Internally, he argued, the looming exodus of hundreds of millions of people due to climate change could lead to xenophobia, right-wing populism and growing authoritarianism, and therefore climate is a top priority for the labor movement.

“Our movement will never grow under the authoritarian regime,” he said. “Everyone nodded, but there was no action.”

Born in Ethiopia, Mr. Gebre came to the United States at a young age after escaping to a refugee camp in Sudan in 1983. He rose to the executive director of the Orange County Labor Federation in California and became its deputy director. President of the AFL-CIO since 2013.

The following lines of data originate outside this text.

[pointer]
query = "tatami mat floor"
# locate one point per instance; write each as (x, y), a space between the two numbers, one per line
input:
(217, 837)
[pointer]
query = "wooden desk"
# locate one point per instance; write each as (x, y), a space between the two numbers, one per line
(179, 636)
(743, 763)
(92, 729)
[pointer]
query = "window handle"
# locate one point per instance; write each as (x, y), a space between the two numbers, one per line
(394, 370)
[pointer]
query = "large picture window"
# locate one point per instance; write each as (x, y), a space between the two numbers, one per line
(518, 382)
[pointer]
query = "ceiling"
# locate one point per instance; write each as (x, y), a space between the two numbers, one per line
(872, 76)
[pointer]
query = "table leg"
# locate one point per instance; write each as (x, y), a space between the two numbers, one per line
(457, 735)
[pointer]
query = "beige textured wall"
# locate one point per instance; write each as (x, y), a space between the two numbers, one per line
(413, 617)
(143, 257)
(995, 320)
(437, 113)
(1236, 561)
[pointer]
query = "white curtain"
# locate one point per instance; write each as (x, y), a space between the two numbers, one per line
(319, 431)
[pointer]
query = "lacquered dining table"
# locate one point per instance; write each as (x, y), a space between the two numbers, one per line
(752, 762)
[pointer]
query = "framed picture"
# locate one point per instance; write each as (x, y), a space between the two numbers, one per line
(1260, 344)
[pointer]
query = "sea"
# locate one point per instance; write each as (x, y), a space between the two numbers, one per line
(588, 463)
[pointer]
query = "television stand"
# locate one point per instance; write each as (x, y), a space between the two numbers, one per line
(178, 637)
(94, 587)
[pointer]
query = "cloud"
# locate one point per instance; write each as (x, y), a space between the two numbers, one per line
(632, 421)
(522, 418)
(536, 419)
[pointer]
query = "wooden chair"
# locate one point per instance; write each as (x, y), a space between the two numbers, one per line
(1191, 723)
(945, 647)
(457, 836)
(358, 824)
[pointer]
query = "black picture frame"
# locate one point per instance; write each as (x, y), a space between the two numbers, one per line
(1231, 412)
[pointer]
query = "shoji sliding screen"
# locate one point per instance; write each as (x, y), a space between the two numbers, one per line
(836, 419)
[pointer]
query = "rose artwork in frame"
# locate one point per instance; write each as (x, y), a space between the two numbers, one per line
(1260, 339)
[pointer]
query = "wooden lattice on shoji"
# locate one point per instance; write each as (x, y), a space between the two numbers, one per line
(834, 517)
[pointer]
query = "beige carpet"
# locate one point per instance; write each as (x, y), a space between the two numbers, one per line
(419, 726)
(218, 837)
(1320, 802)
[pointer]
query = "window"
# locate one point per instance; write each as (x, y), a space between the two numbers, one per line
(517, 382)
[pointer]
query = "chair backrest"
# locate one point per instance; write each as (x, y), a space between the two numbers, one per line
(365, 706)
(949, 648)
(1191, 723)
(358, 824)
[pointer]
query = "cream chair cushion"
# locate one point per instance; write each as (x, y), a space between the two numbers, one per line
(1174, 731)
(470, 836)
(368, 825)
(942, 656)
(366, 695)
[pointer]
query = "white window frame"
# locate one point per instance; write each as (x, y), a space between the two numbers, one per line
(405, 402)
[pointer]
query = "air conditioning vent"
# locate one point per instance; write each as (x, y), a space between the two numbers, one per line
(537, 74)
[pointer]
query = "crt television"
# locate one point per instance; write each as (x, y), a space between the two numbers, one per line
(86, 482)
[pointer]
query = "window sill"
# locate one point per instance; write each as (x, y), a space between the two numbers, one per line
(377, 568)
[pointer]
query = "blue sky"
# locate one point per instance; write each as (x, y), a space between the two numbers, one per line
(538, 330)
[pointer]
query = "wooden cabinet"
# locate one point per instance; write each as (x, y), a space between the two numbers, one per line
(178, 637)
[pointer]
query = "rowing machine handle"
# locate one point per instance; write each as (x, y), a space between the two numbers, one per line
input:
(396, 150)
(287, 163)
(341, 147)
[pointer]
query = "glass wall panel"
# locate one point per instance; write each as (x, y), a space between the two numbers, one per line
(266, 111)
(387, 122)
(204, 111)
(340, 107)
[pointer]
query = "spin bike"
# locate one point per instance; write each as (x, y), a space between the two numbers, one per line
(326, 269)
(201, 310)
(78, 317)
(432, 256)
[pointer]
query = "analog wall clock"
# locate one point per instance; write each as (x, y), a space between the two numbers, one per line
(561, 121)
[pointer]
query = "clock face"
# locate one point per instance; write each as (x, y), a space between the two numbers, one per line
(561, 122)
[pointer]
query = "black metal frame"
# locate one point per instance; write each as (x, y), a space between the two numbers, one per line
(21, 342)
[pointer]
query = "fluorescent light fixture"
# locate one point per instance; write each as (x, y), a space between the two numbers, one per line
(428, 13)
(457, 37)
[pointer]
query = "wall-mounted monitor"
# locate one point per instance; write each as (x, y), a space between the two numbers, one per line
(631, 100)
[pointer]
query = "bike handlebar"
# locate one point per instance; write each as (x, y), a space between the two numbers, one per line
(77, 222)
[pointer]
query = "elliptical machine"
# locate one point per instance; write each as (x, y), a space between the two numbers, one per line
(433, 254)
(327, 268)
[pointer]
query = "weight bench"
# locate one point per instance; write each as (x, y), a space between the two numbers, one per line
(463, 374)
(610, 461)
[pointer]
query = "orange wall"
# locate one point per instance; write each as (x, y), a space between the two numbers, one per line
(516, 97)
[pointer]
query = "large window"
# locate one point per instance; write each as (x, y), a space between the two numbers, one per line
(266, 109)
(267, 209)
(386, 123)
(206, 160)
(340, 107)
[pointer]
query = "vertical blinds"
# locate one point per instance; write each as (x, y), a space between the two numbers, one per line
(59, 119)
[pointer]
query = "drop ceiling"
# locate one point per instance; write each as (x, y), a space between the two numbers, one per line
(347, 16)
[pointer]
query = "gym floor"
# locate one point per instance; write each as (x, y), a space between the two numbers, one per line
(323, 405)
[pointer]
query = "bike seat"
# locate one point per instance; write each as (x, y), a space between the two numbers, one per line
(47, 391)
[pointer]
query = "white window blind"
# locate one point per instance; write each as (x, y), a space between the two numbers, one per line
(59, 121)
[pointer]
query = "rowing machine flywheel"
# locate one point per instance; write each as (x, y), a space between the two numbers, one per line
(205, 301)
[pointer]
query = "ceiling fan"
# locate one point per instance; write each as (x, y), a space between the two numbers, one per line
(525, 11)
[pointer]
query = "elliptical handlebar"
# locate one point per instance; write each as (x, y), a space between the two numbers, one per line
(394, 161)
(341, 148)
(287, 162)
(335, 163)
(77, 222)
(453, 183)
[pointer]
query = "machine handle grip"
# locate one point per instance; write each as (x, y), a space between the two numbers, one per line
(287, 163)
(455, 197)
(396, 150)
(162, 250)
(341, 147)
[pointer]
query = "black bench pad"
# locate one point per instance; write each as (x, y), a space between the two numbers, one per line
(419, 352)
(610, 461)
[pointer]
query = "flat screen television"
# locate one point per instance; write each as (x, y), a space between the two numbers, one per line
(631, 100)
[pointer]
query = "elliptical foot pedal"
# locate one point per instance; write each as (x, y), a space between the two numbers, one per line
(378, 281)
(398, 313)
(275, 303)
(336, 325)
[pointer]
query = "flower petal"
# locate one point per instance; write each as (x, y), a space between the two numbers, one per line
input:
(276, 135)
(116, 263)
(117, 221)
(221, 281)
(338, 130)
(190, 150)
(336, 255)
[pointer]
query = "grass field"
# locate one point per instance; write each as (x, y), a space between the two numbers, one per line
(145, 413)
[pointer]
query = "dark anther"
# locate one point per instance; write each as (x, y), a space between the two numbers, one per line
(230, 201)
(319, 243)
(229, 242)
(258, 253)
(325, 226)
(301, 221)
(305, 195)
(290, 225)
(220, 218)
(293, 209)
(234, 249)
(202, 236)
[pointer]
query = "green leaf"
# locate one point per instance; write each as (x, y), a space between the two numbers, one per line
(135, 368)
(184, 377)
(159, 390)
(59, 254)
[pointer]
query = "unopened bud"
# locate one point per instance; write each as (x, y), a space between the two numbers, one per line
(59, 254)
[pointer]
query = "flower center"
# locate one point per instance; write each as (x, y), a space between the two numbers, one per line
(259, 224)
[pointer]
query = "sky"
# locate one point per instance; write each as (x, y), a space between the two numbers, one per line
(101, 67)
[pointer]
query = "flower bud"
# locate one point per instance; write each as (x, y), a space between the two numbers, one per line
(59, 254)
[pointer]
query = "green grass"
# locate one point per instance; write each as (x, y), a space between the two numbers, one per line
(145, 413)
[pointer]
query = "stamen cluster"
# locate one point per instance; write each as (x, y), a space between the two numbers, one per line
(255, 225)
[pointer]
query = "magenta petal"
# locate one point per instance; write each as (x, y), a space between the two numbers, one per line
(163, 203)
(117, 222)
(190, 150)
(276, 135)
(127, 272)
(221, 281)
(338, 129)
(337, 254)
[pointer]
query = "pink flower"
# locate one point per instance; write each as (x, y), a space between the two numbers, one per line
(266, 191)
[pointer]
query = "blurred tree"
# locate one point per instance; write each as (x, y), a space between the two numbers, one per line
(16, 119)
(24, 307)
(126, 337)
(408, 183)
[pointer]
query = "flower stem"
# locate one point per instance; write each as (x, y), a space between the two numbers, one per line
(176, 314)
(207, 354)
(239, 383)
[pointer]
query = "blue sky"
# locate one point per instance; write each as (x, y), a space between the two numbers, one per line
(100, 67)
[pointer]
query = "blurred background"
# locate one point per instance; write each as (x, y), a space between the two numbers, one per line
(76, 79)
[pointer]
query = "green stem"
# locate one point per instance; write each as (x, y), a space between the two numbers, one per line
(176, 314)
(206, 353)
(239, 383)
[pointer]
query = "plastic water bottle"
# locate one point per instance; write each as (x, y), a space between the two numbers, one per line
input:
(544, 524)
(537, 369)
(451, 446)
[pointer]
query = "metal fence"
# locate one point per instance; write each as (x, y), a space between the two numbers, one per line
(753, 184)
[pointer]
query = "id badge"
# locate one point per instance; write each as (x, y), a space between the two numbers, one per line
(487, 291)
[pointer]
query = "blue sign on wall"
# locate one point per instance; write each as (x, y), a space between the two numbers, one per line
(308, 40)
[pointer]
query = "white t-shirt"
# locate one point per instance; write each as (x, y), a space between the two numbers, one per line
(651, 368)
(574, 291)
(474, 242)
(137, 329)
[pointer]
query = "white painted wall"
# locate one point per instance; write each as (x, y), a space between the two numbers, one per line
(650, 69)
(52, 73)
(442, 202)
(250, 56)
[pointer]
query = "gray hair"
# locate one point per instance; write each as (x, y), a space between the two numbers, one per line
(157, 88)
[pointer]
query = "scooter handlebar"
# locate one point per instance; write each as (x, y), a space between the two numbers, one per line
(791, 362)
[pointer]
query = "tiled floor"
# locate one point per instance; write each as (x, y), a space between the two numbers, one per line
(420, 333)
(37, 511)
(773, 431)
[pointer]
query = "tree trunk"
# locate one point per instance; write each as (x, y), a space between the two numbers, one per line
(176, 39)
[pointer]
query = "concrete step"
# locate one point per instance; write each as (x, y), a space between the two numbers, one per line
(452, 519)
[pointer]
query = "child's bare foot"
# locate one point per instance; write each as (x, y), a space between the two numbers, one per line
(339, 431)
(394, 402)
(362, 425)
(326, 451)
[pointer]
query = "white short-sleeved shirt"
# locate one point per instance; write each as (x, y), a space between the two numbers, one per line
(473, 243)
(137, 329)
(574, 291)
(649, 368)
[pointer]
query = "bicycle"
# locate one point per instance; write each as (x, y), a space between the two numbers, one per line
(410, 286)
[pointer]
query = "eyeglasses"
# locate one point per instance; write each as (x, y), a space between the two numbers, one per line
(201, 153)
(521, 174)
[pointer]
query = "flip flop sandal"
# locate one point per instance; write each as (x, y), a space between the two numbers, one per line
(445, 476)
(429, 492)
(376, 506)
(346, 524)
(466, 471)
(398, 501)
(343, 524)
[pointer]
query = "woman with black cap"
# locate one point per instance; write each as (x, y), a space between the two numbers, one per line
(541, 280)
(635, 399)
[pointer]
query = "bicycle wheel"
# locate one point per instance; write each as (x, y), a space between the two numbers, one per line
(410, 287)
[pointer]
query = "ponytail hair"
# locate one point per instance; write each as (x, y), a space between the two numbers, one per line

As a senior AFL-CIO official, he often clashed with members of the inner circle of longtime president Richard Trumka. dead in August. Mr. Gebre, your federation too focused on electoral and legislative policy and not enough on movement building and underinvestment by the organizing and labor movement in key industries such as technology.

Officials, including current president Liz Shuler said that the choice between organizing and political goals such as passing pro-labour laws was wrong, and that the federation should be successful in both.

“We are incredibly grateful for Tefere’s service and leadership as vice president,” Ms. Shuler said in a statement. “She understands that workers’ rights and climate justice can only be achieved together, and we will work closely with her in her new role.”